「監督術」というタイトルだとテクニック的なことが述べられてるように受け取られるかもしれないが、内容は尋常でない熱意をもって高校サッカーに取り組んだ歴々の紹介とインタビューで、「指導者たちの物語ダイジェスト版」といったところ。
Jリーグの下部組織であるクラブユースチームが台頭している現在、高校サッカー部との比較はよく言われていることであるが、教育に重点を置いたり、0から環境を整えねばならなかったり、保護者との関係が強かったり、公立校ならば異動の問題があったりと、我々サッカーファンがドラマとして咀嚼できる部分がたくさんあるのは高校サッカーの方なのは間違いない。強化法は強化法として興味があるが、こういったより人間味を感じさせるストーリー的な要素もスポーツを楽しむ上で欠かすことができないし、またそのスポーツを陰で支えている人たちの熱意や努力を知っておくことも大切だと思う。
じっさい山本佳司氏の「野洲スタイル」のような「物語」を求めて本書を手に取ったわけだが、一冊に7人(以上)の監督を紹介するダイジェストなので、そのような「物語」的な掘り下げは期待ほどではなかった。むしろ著名となったJリーガーのルーツを辿った印象が強い。
でもこれはこれで興味深い。
本田圭佑や岡崎慎司、小笠原満男など、高校出身で現在の日本代表の中核となった選手は、このような指導者の下で育てられたということ。

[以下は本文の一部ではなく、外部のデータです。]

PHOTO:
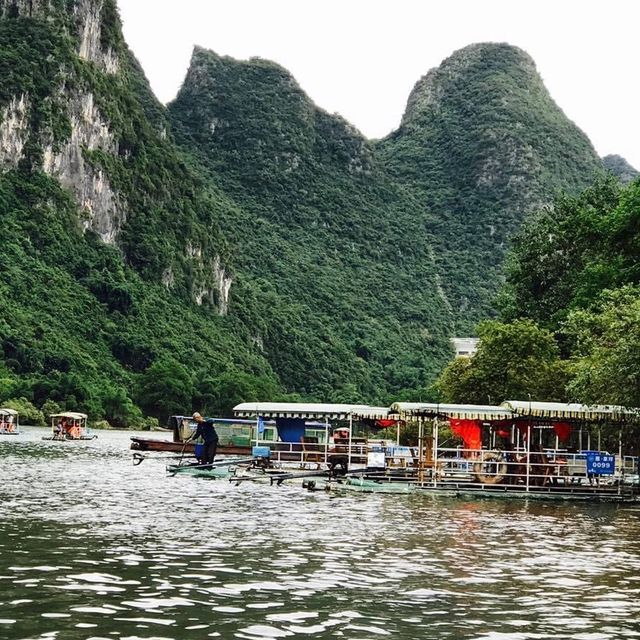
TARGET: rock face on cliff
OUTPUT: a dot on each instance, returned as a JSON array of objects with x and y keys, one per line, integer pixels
[
  {"x": 320, "y": 225},
  {"x": 481, "y": 145},
  {"x": 113, "y": 271},
  {"x": 266, "y": 255}
]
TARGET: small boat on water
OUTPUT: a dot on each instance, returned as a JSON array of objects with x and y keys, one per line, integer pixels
[
  {"x": 69, "y": 426},
  {"x": 235, "y": 437},
  {"x": 221, "y": 469},
  {"x": 9, "y": 422}
]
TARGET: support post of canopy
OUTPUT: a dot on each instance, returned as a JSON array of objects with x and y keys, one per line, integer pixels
[
  {"x": 621, "y": 478},
  {"x": 350, "y": 438},
  {"x": 420, "y": 444},
  {"x": 528, "y": 449},
  {"x": 434, "y": 468},
  {"x": 326, "y": 439}
]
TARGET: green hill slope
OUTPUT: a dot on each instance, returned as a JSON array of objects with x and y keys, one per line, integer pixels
[
  {"x": 133, "y": 278},
  {"x": 326, "y": 242},
  {"x": 481, "y": 145}
]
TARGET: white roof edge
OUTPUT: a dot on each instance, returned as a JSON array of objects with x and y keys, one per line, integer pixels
[
  {"x": 468, "y": 411},
  {"x": 569, "y": 410},
  {"x": 309, "y": 410}
]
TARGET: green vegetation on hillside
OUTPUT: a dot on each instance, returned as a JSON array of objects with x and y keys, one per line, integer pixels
[
  {"x": 570, "y": 305},
  {"x": 481, "y": 145},
  {"x": 322, "y": 239}
]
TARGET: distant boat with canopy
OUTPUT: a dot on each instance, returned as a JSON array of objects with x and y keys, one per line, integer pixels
[
  {"x": 69, "y": 426},
  {"x": 9, "y": 422}
]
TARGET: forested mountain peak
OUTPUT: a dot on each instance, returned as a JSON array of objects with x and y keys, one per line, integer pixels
[
  {"x": 253, "y": 118},
  {"x": 434, "y": 89},
  {"x": 321, "y": 223},
  {"x": 481, "y": 145}
]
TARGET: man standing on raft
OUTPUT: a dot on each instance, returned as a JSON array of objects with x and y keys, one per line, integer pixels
[{"x": 207, "y": 431}]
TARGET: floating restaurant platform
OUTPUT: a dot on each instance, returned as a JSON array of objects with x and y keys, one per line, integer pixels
[{"x": 534, "y": 450}]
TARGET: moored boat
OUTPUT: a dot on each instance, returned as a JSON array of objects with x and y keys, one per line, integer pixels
[
  {"x": 69, "y": 426},
  {"x": 9, "y": 422}
]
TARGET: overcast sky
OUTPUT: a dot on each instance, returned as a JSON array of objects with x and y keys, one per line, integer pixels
[{"x": 361, "y": 58}]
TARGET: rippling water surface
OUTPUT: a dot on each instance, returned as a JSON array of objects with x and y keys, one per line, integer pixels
[{"x": 94, "y": 547}]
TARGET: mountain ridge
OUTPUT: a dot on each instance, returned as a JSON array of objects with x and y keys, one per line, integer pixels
[{"x": 242, "y": 243}]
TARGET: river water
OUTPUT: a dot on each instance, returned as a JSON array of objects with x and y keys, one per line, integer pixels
[{"x": 94, "y": 547}]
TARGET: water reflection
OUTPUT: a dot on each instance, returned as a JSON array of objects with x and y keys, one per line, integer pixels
[{"x": 93, "y": 547}]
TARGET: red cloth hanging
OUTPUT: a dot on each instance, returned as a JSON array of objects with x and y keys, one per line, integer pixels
[
  {"x": 563, "y": 430},
  {"x": 468, "y": 430}
]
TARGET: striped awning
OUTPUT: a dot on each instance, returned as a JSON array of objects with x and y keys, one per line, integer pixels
[
  {"x": 408, "y": 410},
  {"x": 572, "y": 411},
  {"x": 314, "y": 411}
]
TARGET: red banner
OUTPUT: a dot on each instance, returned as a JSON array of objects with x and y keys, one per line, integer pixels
[{"x": 469, "y": 431}]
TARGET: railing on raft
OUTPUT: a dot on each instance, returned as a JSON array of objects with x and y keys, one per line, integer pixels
[
  {"x": 528, "y": 470},
  {"x": 551, "y": 469}
]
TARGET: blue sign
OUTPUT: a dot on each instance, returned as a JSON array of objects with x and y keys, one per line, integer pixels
[{"x": 601, "y": 463}]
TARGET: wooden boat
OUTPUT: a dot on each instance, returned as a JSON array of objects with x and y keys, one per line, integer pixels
[
  {"x": 9, "y": 422},
  {"x": 235, "y": 437},
  {"x": 221, "y": 469},
  {"x": 68, "y": 427}
]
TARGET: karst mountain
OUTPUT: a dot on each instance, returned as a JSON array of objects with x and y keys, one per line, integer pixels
[{"x": 241, "y": 243}]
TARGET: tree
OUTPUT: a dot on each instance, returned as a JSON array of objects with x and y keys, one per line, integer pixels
[
  {"x": 606, "y": 345},
  {"x": 514, "y": 361},
  {"x": 118, "y": 408}
]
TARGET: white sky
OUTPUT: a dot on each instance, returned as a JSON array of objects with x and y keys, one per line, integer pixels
[{"x": 361, "y": 58}]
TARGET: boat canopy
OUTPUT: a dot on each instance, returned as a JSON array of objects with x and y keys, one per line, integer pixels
[
  {"x": 70, "y": 414},
  {"x": 310, "y": 411},
  {"x": 575, "y": 411},
  {"x": 460, "y": 411}
]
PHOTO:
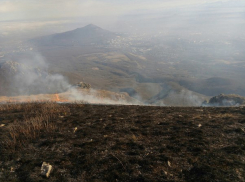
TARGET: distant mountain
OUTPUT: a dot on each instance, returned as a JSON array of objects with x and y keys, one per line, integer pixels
[
  {"x": 226, "y": 100},
  {"x": 88, "y": 35}
]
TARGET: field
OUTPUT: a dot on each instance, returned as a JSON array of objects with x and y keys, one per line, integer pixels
[{"x": 121, "y": 143}]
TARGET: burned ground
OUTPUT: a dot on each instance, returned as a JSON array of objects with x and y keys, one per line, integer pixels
[{"x": 123, "y": 143}]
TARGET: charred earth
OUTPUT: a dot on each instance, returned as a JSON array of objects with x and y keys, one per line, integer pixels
[{"x": 121, "y": 143}]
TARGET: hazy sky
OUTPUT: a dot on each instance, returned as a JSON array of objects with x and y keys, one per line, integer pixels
[{"x": 48, "y": 9}]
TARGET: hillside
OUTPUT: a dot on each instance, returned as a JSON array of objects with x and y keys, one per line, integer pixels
[
  {"x": 147, "y": 70},
  {"x": 121, "y": 143}
]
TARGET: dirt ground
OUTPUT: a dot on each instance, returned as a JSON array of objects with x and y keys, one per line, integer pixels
[{"x": 126, "y": 143}]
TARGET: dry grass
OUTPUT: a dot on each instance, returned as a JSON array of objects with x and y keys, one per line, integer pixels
[{"x": 38, "y": 118}]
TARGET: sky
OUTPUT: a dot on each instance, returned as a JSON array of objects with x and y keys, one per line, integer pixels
[{"x": 53, "y": 9}]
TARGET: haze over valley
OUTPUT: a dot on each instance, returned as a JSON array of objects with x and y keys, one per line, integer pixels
[{"x": 174, "y": 56}]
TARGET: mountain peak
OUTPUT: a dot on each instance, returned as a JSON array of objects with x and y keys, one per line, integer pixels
[{"x": 91, "y": 26}]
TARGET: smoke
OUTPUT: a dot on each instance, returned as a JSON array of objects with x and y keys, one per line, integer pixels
[{"x": 31, "y": 76}]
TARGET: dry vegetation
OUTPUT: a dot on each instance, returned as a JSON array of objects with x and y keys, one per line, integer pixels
[
  {"x": 121, "y": 143},
  {"x": 37, "y": 119}
]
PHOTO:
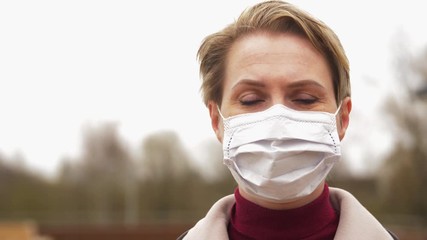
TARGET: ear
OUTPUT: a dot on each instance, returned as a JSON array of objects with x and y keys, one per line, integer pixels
[
  {"x": 215, "y": 120},
  {"x": 344, "y": 117}
]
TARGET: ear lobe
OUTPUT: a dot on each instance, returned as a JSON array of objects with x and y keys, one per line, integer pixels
[
  {"x": 215, "y": 120},
  {"x": 344, "y": 118}
]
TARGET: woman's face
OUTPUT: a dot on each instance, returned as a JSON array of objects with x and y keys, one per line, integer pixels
[{"x": 264, "y": 69}]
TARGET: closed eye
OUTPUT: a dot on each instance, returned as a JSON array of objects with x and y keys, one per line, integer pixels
[{"x": 250, "y": 99}]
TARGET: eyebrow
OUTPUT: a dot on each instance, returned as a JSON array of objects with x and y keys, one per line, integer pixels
[
  {"x": 295, "y": 84},
  {"x": 249, "y": 82},
  {"x": 305, "y": 83}
]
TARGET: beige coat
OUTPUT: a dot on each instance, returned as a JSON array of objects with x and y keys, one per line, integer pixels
[{"x": 355, "y": 221}]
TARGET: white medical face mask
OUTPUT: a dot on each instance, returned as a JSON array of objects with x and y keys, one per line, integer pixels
[{"x": 280, "y": 154}]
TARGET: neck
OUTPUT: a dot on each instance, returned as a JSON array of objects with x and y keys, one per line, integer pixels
[{"x": 283, "y": 205}]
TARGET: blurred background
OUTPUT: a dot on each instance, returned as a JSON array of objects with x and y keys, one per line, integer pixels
[{"x": 103, "y": 133}]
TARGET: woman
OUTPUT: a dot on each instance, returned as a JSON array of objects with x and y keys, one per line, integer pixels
[{"x": 276, "y": 83}]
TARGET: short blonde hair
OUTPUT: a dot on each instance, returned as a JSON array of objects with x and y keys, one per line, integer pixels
[{"x": 270, "y": 16}]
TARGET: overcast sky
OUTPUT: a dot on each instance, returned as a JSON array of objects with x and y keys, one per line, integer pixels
[{"x": 67, "y": 64}]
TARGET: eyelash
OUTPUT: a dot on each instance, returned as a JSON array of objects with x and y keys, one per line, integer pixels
[
  {"x": 251, "y": 103},
  {"x": 306, "y": 101}
]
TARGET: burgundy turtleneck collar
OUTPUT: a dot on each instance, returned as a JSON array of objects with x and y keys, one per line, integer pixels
[{"x": 316, "y": 220}]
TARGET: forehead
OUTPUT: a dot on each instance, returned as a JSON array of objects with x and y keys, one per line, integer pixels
[{"x": 283, "y": 56}]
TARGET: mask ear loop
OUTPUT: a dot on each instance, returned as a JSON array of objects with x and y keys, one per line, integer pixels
[
  {"x": 338, "y": 109},
  {"x": 222, "y": 117}
]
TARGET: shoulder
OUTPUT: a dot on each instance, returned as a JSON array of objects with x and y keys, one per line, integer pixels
[
  {"x": 214, "y": 224},
  {"x": 354, "y": 219}
]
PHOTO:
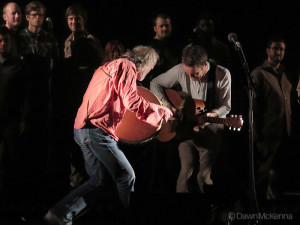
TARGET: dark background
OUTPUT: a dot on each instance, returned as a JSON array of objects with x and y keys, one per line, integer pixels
[
  {"x": 253, "y": 22},
  {"x": 131, "y": 21}
]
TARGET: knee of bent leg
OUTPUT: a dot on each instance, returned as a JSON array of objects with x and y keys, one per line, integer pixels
[{"x": 187, "y": 158}]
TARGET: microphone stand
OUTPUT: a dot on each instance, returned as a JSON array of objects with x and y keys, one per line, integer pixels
[{"x": 253, "y": 205}]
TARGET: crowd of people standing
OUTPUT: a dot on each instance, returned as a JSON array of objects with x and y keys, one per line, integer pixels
[{"x": 43, "y": 83}]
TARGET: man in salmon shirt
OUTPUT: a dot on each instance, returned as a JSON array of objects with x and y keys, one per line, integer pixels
[{"x": 112, "y": 91}]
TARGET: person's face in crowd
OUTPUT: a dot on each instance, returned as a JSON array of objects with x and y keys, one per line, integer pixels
[
  {"x": 35, "y": 18},
  {"x": 5, "y": 45},
  {"x": 195, "y": 72},
  {"x": 207, "y": 26},
  {"x": 276, "y": 52},
  {"x": 163, "y": 28},
  {"x": 12, "y": 16},
  {"x": 144, "y": 71},
  {"x": 76, "y": 23}
]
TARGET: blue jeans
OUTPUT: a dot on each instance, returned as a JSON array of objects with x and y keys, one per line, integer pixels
[{"x": 103, "y": 158}]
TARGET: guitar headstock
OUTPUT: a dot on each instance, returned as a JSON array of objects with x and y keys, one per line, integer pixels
[{"x": 234, "y": 122}]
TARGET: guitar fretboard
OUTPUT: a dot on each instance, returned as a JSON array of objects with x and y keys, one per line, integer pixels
[{"x": 214, "y": 120}]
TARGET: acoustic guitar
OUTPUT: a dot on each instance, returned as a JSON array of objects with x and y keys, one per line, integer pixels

そして彼らの存在は、日本の各地で様々な思いを胸に、地道な努力で「サッカー環境」を作ってきた人たちによって支えられているということ。
そういった事実を改めて感じさせてくれた。
また現行の高校サッカーに対する改善案も出されている。JFAなり上の責任者と一体となってより良い方向へ進んでいくことを願う。